Donc, au fond ce n’est pas l’histoire individuelle qui vous intéresse mais l’histoire universelle, ça j’ai bien compris. Il n’empêche que, à un moment donné, la question n’est pas que ça surgisse ou que ça ne surgisse pas, la dimension affective… Si elle est là, comment est-ce que vous vous passez de la position de servant à la position de passeur…, parce qu’à un moment donné des personnes peuvent ne plus pouvoir peindre…

Arno : Non ça n’existe pas, au contraire, plus on vient dans le Closlieu, plus on en a envie, parce qu’on développe quelque chose qui est très agréable quand même et dont on a envie de toute manière. Non, je ne suis pas un passeur, pas du tout même parce que être un passeur, ça veut dire établir un lien. Non, mon rôle je l’ai dit, mon rôle c’est d’enlever des punaises, vous pouvez le résumer à ça et c’est très important, vous ne pouvez pas en mesurer l’importance mais sachez que c’est ça. Et pas autre chose, je n’ai pas d’arrière pensée, je suis absolument libre d’arrière pensée. Quand je vois se faire la trace sur la feuille, je pense que dans quatre secondes la personne va m’appeler pour enlever la punaise, je ne pense rien d’autre, je ne pense pas qu’elle va maintenant avec cette couleur ou cette figure qu’elle est en train de tracer exprimer ceci ou cela. C’est une idée qui m’est absolument étrangère, non pas que je m’abstienne, mais ça ne m’est pas naturel, je n’ai pas cette curiosité et je n’ai pas avoir de curiosité sachant qu’il n’y a pas de message donc je n’ai rien à recevoir. Je ne dis pas qu’il n’y a pas un contenu, la personne a du plaisir donc ce plaisir il est là, il est présent, il se passe quelque chose entre la personne et la feuille qui est en face d’elle, donc il y a tout un échange d’ondes qui se fait mais la personne ne reçoit pas son œuvre, car ce n’est pas une œuvre donc il n’y a jamais de dialogue non plus avec sa trace, ça se passe sur un autre plan."

Question : Moi je vais essayer de tracer une idée et ce n’est pas simple. Elle va où cette trace de la mémoire organique ? Et quelle est cette nécessité à s’exprimer ? D’où elle vient ? Et pourquoi ?

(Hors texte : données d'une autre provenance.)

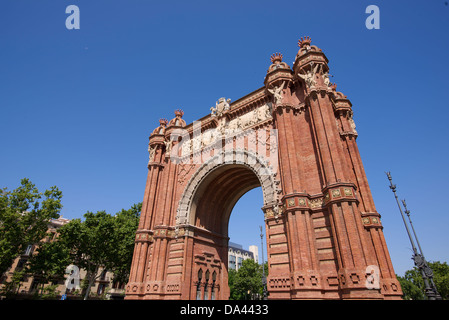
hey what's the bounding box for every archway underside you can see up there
[187,164,266,300]
[192,164,262,236]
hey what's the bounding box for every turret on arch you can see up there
[126,37,403,300]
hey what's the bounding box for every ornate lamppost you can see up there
[386,172,441,300]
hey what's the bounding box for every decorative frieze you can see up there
[177,163,196,185]
[281,195,324,212]
[322,184,358,205]
[263,205,283,220]
[135,226,190,242]
[361,212,383,229]
[268,277,291,290]
[275,102,306,115]
[231,88,266,110]
[281,185,357,213]
[294,273,320,289]
[309,198,323,209]
[135,230,153,243]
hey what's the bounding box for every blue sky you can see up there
[1,0,449,277]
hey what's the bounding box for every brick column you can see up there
[332,89,402,299]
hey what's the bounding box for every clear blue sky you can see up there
[1,0,448,277]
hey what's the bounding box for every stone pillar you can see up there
[126,118,183,299]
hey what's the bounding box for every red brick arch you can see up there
[125,37,403,300]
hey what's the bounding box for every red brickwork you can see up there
[125,37,402,300]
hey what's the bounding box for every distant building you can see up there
[228,242,254,271]
[249,245,259,264]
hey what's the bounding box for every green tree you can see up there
[228,259,268,300]
[397,261,449,300]
[0,178,62,277]
[40,283,59,300]
[58,211,114,300]
[228,268,239,300]
[0,270,26,298]
[26,241,71,295]
[397,274,426,300]
[58,204,141,300]
[108,203,141,285]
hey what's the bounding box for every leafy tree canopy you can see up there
[57,203,141,299]
[0,178,62,276]
[228,259,268,300]
[397,261,449,300]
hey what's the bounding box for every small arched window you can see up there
[204,270,210,300]
[211,271,217,300]
[196,269,203,300]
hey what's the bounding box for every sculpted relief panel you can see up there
[180,100,273,157]
[227,103,272,133]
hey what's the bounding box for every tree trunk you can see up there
[40,282,45,295]
[83,266,98,300]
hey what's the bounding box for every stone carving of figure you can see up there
[349,117,357,134]
[253,108,262,123]
[322,71,331,87]
[348,111,358,135]
[164,139,173,153]
[181,139,192,157]
[242,114,254,128]
[210,97,231,117]
[192,136,201,152]
[265,103,273,119]
[216,117,227,135]
[273,203,281,220]
[317,64,332,87]
[227,117,242,135]
[202,130,213,147]
[235,117,242,131]
[297,63,319,88]
[148,145,156,162]
[221,97,231,111]
[267,82,285,105]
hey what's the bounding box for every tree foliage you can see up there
[108,203,141,285]
[397,261,449,300]
[26,241,71,293]
[0,270,26,298]
[0,178,62,277]
[57,203,141,299]
[0,179,141,300]
[228,259,268,300]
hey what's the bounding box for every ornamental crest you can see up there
[210,97,231,117]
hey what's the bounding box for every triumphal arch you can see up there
[125,37,402,300]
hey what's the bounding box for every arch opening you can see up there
[191,163,262,236]
[189,166,268,300]
[177,150,278,300]
[176,149,280,229]
[228,187,267,279]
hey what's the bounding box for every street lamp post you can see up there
[259,225,267,300]
[401,199,441,300]
[386,172,441,300]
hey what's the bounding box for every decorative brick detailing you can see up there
[361,212,383,229]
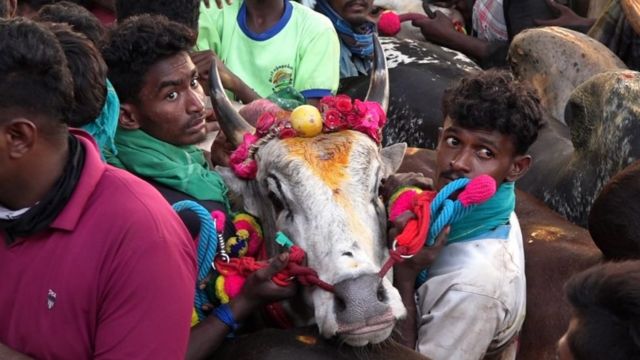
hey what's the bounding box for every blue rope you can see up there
[417,178,478,287]
[173,200,219,321]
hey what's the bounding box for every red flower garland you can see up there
[230,95,387,179]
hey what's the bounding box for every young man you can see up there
[0,18,195,359]
[314,0,376,78]
[557,260,640,360]
[35,4,120,159]
[197,0,341,102]
[390,70,543,359]
[102,15,296,360]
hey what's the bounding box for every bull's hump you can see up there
[283,132,356,190]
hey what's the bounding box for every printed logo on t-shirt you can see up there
[269,65,294,92]
[47,289,57,310]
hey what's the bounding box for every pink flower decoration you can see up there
[279,127,297,139]
[353,99,368,115]
[323,109,345,131]
[364,101,387,127]
[335,95,353,113]
[231,159,258,179]
[256,112,276,136]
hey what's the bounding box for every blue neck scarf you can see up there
[315,0,376,58]
[448,181,516,243]
[416,181,516,287]
[82,79,120,161]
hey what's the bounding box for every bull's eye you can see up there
[376,284,387,303]
[268,191,285,214]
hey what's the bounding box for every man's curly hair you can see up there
[101,14,196,104]
[442,69,544,155]
[46,22,107,128]
[36,1,105,46]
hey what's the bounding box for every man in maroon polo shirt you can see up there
[0,18,196,359]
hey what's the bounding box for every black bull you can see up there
[340,37,478,149]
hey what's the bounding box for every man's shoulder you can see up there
[91,165,185,230]
[290,2,334,32]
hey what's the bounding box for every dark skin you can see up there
[193,0,321,107]
[388,117,532,348]
[328,0,373,26]
[556,317,578,360]
[187,253,297,360]
[411,10,493,62]
[0,110,67,359]
[119,51,210,146]
[119,49,296,360]
[533,0,595,30]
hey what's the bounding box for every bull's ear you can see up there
[381,142,407,178]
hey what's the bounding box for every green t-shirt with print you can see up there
[197,1,340,99]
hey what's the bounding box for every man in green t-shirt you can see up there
[198,0,341,104]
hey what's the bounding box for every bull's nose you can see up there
[333,273,389,324]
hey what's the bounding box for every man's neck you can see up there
[0,137,69,210]
[244,0,285,34]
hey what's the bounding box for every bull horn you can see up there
[364,34,389,113]
[209,60,255,147]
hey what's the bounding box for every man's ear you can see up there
[506,154,532,182]
[4,119,37,159]
[119,103,141,130]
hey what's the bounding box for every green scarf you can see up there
[448,181,516,243]
[107,129,231,211]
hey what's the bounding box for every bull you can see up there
[210,35,412,349]
[342,37,478,148]
[510,27,640,225]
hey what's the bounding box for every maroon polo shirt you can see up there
[0,131,196,359]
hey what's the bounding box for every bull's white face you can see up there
[219,130,407,346]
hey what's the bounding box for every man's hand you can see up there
[393,225,449,283]
[411,11,459,46]
[190,50,239,96]
[534,0,595,29]
[210,129,234,167]
[380,172,433,204]
[202,0,233,9]
[238,253,297,308]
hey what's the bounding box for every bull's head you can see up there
[211,35,407,346]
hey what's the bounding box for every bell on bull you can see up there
[209,34,409,347]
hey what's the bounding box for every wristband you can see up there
[213,303,239,333]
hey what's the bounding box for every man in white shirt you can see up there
[390,69,544,360]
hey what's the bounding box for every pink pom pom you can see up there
[458,175,497,207]
[378,11,401,36]
[389,190,419,221]
[231,160,258,179]
[224,275,245,299]
[211,211,226,233]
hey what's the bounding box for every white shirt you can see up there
[415,213,526,360]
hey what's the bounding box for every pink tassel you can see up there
[458,175,496,207]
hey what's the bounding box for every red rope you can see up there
[378,191,437,278]
[215,245,335,293]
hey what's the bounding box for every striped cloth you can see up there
[473,0,509,42]
[589,0,640,70]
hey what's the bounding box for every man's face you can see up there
[328,0,373,25]
[434,117,528,190]
[556,316,578,360]
[131,51,208,146]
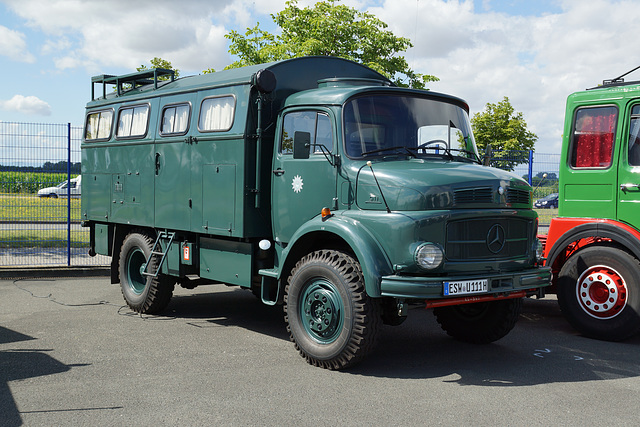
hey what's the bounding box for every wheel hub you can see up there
[301,281,342,343]
[576,265,627,319]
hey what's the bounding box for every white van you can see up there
[37,175,81,198]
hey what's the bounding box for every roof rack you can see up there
[91,68,175,100]
[588,65,640,90]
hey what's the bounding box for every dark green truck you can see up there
[82,56,550,369]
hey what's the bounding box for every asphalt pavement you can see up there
[2,275,640,426]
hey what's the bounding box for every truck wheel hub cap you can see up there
[301,280,342,343]
[576,265,627,319]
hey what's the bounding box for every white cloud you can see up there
[4,0,639,155]
[2,0,300,74]
[369,0,640,154]
[0,25,36,62]
[0,95,52,116]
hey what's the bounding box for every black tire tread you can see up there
[119,230,174,314]
[284,250,381,370]
[557,244,640,341]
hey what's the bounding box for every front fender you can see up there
[281,213,394,297]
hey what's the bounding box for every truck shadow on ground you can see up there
[353,298,640,383]
[159,288,640,385]
[148,286,291,341]
[0,327,72,427]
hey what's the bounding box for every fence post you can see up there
[528,150,533,186]
[67,123,71,266]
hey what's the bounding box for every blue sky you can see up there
[1,0,639,155]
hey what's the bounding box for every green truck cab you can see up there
[82,56,550,369]
[543,69,640,341]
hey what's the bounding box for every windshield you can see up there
[343,94,479,161]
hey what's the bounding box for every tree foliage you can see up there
[471,96,537,171]
[136,57,180,79]
[224,0,437,89]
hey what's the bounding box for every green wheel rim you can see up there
[126,248,148,295]
[300,278,344,344]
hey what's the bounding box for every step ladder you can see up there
[141,231,175,279]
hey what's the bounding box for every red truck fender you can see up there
[544,217,640,281]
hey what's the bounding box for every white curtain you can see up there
[117,106,148,137]
[200,96,234,131]
[130,106,148,136]
[97,111,112,139]
[175,105,189,132]
[117,109,132,137]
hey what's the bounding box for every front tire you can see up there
[557,245,640,341]
[119,231,175,314]
[433,298,522,344]
[284,250,381,370]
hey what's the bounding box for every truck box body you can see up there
[82,56,550,369]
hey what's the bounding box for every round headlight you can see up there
[415,243,444,270]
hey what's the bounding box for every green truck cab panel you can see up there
[559,83,640,226]
[280,213,394,298]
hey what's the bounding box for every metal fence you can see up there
[0,122,109,267]
[0,121,560,268]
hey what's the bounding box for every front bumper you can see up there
[380,266,551,299]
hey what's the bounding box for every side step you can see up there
[258,268,280,306]
[141,231,175,278]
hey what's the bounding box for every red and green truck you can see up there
[543,67,640,340]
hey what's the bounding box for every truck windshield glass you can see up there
[343,94,479,161]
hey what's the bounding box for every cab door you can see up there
[271,110,337,243]
[617,103,640,228]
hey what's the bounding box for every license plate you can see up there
[443,279,488,296]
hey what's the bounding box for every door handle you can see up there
[272,168,285,176]
[155,153,161,175]
[620,183,640,191]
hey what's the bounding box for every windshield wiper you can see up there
[406,145,455,161]
[449,148,482,164]
[362,146,416,158]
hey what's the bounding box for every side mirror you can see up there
[482,144,492,166]
[293,131,311,159]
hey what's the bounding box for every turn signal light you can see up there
[321,207,332,219]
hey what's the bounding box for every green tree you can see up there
[136,57,180,79]
[224,0,437,89]
[471,96,537,171]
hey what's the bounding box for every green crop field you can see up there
[0,171,72,194]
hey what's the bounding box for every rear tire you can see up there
[557,245,640,341]
[434,298,522,344]
[119,231,174,314]
[284,250,381,370]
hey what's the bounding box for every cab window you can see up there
[85,110,113,141]
[570,106,617,168]
[628,105,640,166]
[280,111,333,154]
[116,105,149,139]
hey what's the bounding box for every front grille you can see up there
[446,217,531,261]
[507,188,530,205]
[453,187,492,204]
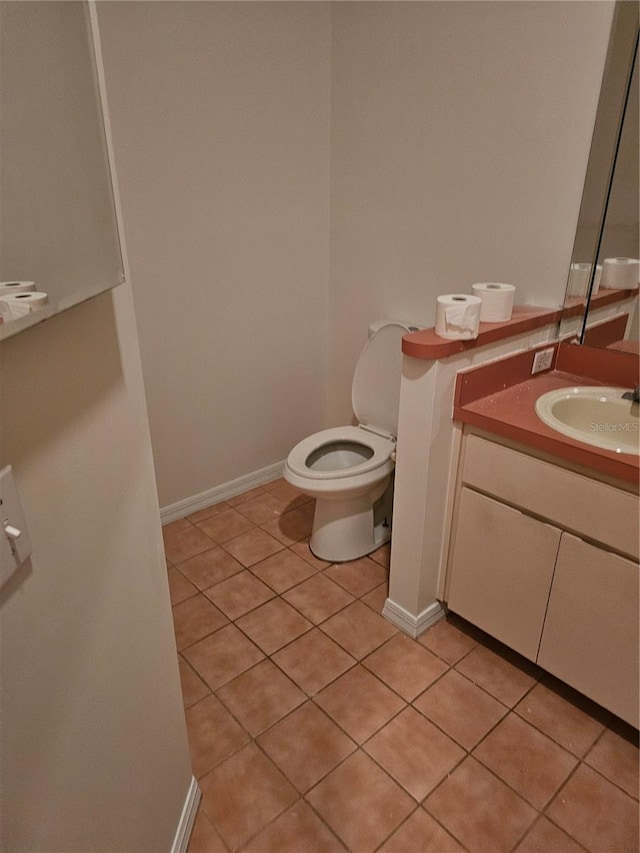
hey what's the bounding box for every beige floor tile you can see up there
[195,506,256,544]
[514,816,586,853]
[363,634,449,701]
[236,597,312,655]
[364,706,465,800]
[163,520,215,564]
[257,701,356,792]
[584,727,639,800]
[546,763,639,853]
[282,573,354,624]
[183,623,264,690]
[186,806,228,853]
[455,644,537,707]
[289,537,333,570]
[167,566,199,606]
[320,600,397,659]
[314,665,405,744]
[262,505,315,546]
[418,618,478,665]
[250,548,318,593]
[222,528,285,567]
[177,545,245,591]
[234,491,288,525]
[325,557,388,597]
[185,694,250,778]
[306,750,414,852]
[377,807,465,852]
[473,713,577,810]
[369,542,391,569]
[414,668,507,750]
[272,629,355,695]
[177,655,210,709]
[199,743,297,850]
[424,757,536,853]
[172,594,228,651]
[203,569,274,620]
[187,501,231,525]
[361,582,388,614]
[261,477,311,509]
[241,801,345,852]
[216,660,305,737]
[514,680,606,758]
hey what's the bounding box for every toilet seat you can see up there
[285,425,395,480]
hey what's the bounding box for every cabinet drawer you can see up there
[447,488,561,661]
[462,433,639,560]
[538,533,639,728]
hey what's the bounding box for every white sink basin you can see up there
[535,387,639,455]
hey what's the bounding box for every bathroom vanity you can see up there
[442,343,639,727]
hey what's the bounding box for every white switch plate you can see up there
[531,347,555,375]
[0,465,32,587]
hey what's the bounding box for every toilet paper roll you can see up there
[434,294,482,340]
[0,291,49,323]
[599,257,640,290]
[592,264,602,296]
[0,280,36,296]
[566,264,591,300]
[471,282,516,322]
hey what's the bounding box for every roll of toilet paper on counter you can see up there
[0,291,48,323]
[471,282,516,322]
[434,294,482,340]
[0,280,36,296]
[599,257,640,290]
[566,264,591,300]
[592,264,602,295]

Arno : La trace chez la personne ? D’où elle vient ? Et bien elle vient de la mémoire organique. C’est l’expression des enregistrements qui ont accompagné la formation de l’organisme. C’est très simple, c’est comme ça.

Question : Et le Closlieu ça permet l’élaboration ?

Arno : Le Closlieu met la personne à l’abri de toutes sollicitations, et de toutes intrusions. Et c’est dans ce climat de quiétude que la personne et par la répétition bien sûr, parce qu’il n’y a pas de récepteur, parce qu’il n’y a pas d’interlocuteur, c’est pour ces raisons-là que la personne peut arriver à faire s’exprimer cette mémoire organique. Ce sont les conditions nécessaires, il faut que ce soit hors du raisonnement parce qu’on ne peut pas raisonnablement atteindre cette mémoire organique, elle se dérobe à la réflexion. Donc il faut être dans une certaine attitude, un certain état d’esprit pour pouvoir accéder à cette mémoire. C’est ce que seul le Closlieu permet, c’est pour ça que évidemment il est spécifique, c’est pour ça qu’il ne peut pas être différent.

Question : Ce que je voulais dire là, maintenant à vous entendre et puis à voir dans votre lieu, dans lequel vous êtes ancré, et à travers lequel vous avez cheminé, moi ça fait écho en moi. En fait quoiqu’il arrive, c’est vivant, avec tout ce que contient le vivant, et il y a aussi de la création de vivant, mais le vivant depuis comme vous dites les origines. Cependant dans les ateliers que nous avons ici, que j’ai moi , il y a effectivement de l’actualité, il y a ce que j’appelle moi de la marchandise, de la matière, du sentiment, des émotions, les histoires des personnes qui sont accueillies. Mais en même temps je peux , moi, être à même d’entendre ce que vous pouvez développer dans ces ateliers, le Closlieu où quoiqu’il arrive c’est le vivant qui est là.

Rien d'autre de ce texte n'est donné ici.